JUN 09, 2012 - 08:14 AM
Tomasz, Very nice model of a tragic aircraft. Irekfm, good question. As a recovering rivet-counter and historical-only purist, I say both! For years the available reference material showed a limited number of verified color schemes and markings. Then, with the end of the Cold War and opening of archives, many strongly held preconceptions were shattered. We now have a seemingly endless supply of new revelations of paint colors and patterns. Some paint colors and patterns considered nonsense turned out to be accurate; some considered gospel turned out to be translation errors. In short, T think there is room for speculation and artistic license in our models. A plausible paint job and weathering is practical finish. BTW, your SA-6 Gainful is magnificent!
JUN 09, 2012 - 11:39 AM
I agree with Frederick about the artistic licence aspect of our hobby. If we don't have some fun with "what-if?" now and then we'll risk being diagnosed with terminal Gastonitis. The horror, the horror! Jim
JUN 09, 2012 - 06:02 PM
Tnx for good word about Gainful! I think that "fun factor" is important, but sometimes I feel guilty;) That endless conflict: reality vs fun is sometimes really oppressive!
JUN 09, 2012 - 06:45 PM
Tomasz, perfect build!

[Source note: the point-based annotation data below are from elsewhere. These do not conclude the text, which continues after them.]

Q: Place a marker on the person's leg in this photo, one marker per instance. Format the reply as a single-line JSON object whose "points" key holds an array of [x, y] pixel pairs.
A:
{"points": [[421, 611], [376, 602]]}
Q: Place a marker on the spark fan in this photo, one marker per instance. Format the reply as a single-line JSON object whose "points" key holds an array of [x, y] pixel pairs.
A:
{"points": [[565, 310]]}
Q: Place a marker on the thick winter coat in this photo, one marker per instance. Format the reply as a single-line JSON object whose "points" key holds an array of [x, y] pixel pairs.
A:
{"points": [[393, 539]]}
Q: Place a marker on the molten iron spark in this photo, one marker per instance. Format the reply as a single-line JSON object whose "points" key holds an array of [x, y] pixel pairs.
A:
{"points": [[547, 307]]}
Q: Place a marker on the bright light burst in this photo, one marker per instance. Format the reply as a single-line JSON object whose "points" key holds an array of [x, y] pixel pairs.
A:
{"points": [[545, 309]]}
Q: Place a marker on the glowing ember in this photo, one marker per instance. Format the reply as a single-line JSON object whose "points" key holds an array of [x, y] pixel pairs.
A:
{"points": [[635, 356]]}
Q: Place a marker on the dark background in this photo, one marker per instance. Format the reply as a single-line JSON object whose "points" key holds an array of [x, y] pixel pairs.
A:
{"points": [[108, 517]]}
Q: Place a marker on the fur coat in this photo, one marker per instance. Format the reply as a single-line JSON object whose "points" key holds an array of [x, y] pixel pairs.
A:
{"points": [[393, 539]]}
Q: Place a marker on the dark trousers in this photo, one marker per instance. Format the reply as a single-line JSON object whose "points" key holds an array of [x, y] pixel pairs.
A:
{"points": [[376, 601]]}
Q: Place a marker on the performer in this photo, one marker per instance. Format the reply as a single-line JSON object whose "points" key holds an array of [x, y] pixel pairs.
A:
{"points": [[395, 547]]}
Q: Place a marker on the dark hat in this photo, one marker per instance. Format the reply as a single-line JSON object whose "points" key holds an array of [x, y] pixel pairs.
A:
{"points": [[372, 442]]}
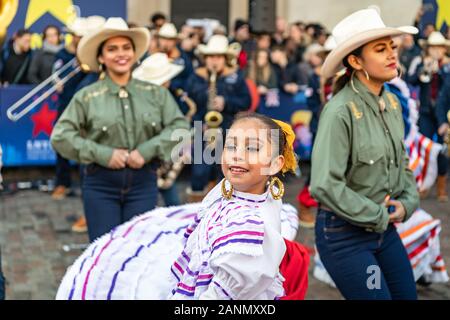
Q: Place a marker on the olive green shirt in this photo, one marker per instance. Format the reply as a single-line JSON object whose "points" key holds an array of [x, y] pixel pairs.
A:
{"points": [[359, 158], [104, 116]]}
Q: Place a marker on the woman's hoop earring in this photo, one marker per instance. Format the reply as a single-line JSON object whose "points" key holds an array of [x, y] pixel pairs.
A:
{"points": [[280, 187], [227, 194], [102, 72], [366, 74], [352, 83]]}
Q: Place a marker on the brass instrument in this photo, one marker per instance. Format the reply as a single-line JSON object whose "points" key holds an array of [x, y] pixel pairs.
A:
{"points": [[213, 118], [57, 82]]}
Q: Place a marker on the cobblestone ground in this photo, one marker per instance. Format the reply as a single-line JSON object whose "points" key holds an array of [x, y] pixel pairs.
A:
{"points": [[34, 228]]}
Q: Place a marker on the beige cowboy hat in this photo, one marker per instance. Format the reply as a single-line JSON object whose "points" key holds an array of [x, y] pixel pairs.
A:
{"points": [[355, 31], [219, 45], [157, 69], [113, 27], [83, 26], [168, 31], [435, 39]]}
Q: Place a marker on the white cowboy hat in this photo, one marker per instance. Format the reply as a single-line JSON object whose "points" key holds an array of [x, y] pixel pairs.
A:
{"points": [[219, 45], [157, 69], [113, 27], [435, 39], [355, 31], [83, 26], [312, 49], [168, 31]]}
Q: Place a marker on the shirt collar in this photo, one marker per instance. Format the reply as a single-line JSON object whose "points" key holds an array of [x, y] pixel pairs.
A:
{"points": [[114, 88], [371, 99]]}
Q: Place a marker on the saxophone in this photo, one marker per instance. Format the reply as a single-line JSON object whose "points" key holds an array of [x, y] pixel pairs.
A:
{"points": [[213, 118], [168, 172]]}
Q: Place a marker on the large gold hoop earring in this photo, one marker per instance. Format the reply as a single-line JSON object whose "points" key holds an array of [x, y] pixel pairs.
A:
{"points": [[227, 194], [400, 72], [280, 187], [352, 83], [102, 72]]}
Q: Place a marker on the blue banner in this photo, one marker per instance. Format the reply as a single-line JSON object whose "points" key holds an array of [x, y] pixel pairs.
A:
{"points": [[27, 141], [292, 109]]}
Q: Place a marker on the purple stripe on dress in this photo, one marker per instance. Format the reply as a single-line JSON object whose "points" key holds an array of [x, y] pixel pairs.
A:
{"points": [[175, 274], [189, 294], [252, 241], [137, 253], [72, 290], [250, 200], [223, 290], [238, 233]]}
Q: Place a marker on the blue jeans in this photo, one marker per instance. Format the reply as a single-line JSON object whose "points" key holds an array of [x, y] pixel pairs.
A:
{"points": [[2, 280], [112, 197], [364, 265]]}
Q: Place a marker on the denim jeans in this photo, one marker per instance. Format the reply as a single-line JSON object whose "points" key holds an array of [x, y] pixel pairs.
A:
{"points": [[170, 196], [2, 280], [364, 265], [112, 197]]}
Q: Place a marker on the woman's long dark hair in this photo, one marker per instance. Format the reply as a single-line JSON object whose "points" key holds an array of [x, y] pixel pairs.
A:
{"points": [[341, 81]]}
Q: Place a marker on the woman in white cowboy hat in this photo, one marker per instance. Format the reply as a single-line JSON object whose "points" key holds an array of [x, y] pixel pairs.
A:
{"points": [[228, 95], [168, 42], [360, 174], [159, 70], [118, 126], [429, 72]]}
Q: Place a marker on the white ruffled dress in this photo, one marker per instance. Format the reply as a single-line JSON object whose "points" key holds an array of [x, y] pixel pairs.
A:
{"points": [[219, 249]]}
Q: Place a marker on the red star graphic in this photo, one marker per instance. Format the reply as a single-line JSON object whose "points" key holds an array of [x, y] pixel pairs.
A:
{"points": [[43, 121]]}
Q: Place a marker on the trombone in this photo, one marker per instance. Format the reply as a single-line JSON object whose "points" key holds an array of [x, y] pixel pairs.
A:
{"points": [[15, 116]]}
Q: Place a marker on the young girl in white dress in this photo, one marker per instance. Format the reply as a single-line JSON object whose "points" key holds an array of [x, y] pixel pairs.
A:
{"points": [[232, 249]]}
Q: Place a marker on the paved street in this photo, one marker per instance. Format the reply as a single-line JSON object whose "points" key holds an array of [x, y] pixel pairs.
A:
{"points": [[34, 228]]}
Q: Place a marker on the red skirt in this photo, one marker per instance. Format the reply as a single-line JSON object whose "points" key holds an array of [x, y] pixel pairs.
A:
{"points": [[294, 268]]}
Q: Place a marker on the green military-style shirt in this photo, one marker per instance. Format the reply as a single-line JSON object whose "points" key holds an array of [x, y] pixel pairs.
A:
{"points": [[104, 116], [359, 158]]}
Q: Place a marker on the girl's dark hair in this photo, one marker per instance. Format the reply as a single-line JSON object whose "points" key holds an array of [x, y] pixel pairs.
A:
{"points": [[340, 82], [50, 26], [269, 123]]}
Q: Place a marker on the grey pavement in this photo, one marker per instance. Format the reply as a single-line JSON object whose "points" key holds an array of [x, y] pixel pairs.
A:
{"points": [[34, 228]]}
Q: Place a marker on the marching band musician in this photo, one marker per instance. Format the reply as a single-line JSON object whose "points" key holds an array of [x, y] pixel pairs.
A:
{"points": [[159, 70], [167, 42], [119, 127], [77, 29], [231, 96], [429, 73]]}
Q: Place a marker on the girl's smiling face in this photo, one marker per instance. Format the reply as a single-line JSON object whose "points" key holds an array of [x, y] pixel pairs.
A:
{"points": [[251, 155]]}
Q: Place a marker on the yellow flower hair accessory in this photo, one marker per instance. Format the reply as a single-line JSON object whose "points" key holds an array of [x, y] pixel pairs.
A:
{"points": [[290, 158]]}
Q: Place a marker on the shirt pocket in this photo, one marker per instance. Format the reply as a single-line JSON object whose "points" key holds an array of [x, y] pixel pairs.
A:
{"points": [[370, 168], [151, 124]]}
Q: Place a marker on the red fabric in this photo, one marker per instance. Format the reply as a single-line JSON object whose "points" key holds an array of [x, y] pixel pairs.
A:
{"points": [[304, 197], [294, 268], [243, 60], [253, 94]]}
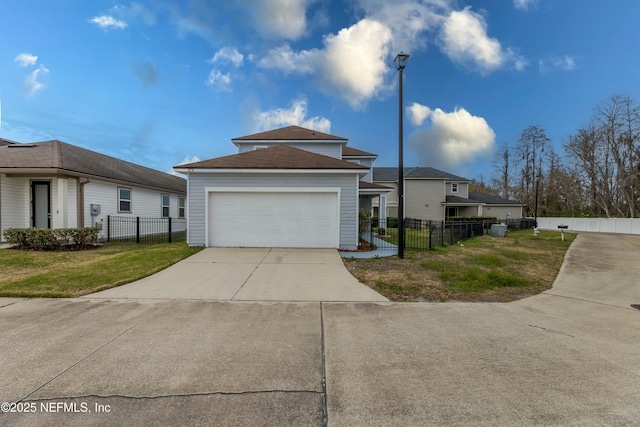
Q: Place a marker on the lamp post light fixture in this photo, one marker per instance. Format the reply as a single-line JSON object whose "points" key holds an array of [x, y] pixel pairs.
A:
{"points": [[401, 62]]}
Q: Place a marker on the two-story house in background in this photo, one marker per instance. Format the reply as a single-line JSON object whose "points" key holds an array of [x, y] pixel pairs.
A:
{"points": [[296, 187], [436, 195]]}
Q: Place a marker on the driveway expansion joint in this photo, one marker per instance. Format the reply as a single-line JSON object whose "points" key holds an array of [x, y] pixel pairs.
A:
{"points": [[73, 365], [325, 409], [163, 396]]}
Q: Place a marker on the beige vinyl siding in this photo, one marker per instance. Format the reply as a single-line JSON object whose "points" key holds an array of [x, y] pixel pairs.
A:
{"points": [[330, 149], [463, 189], [424, 198], [14, 203], [468, 211], [501, 211], [145, 203], [392, 199], [199, 181]]}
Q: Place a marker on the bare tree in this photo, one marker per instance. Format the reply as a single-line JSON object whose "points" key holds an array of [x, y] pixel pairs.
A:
{"points": [[529, 150], [502, 181], [606, 155]]}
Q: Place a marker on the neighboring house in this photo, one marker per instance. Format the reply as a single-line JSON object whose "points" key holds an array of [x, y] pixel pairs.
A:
{"points": [[433, 194], [288, 187], [57, 185]]}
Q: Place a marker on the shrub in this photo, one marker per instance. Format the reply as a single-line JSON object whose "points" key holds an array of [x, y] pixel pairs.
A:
{"points": [[46, 239]]}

Could you please give more information on this technique: Very interested to find out about it!
JUN 12, 2012 - 12:41 AM
Not knowing that much about Japonesse aircraft, I ask this. Would the plane have been used in training to get the pilot experiance, and was it a concrete, dirt or coral airstrip. Would make a differance historicly and painting wise. Coral stips really stiped the paint from prop blast and tropical heat weakens the paint considerably. But no matter what the answer is, it is a real nice looking job on it.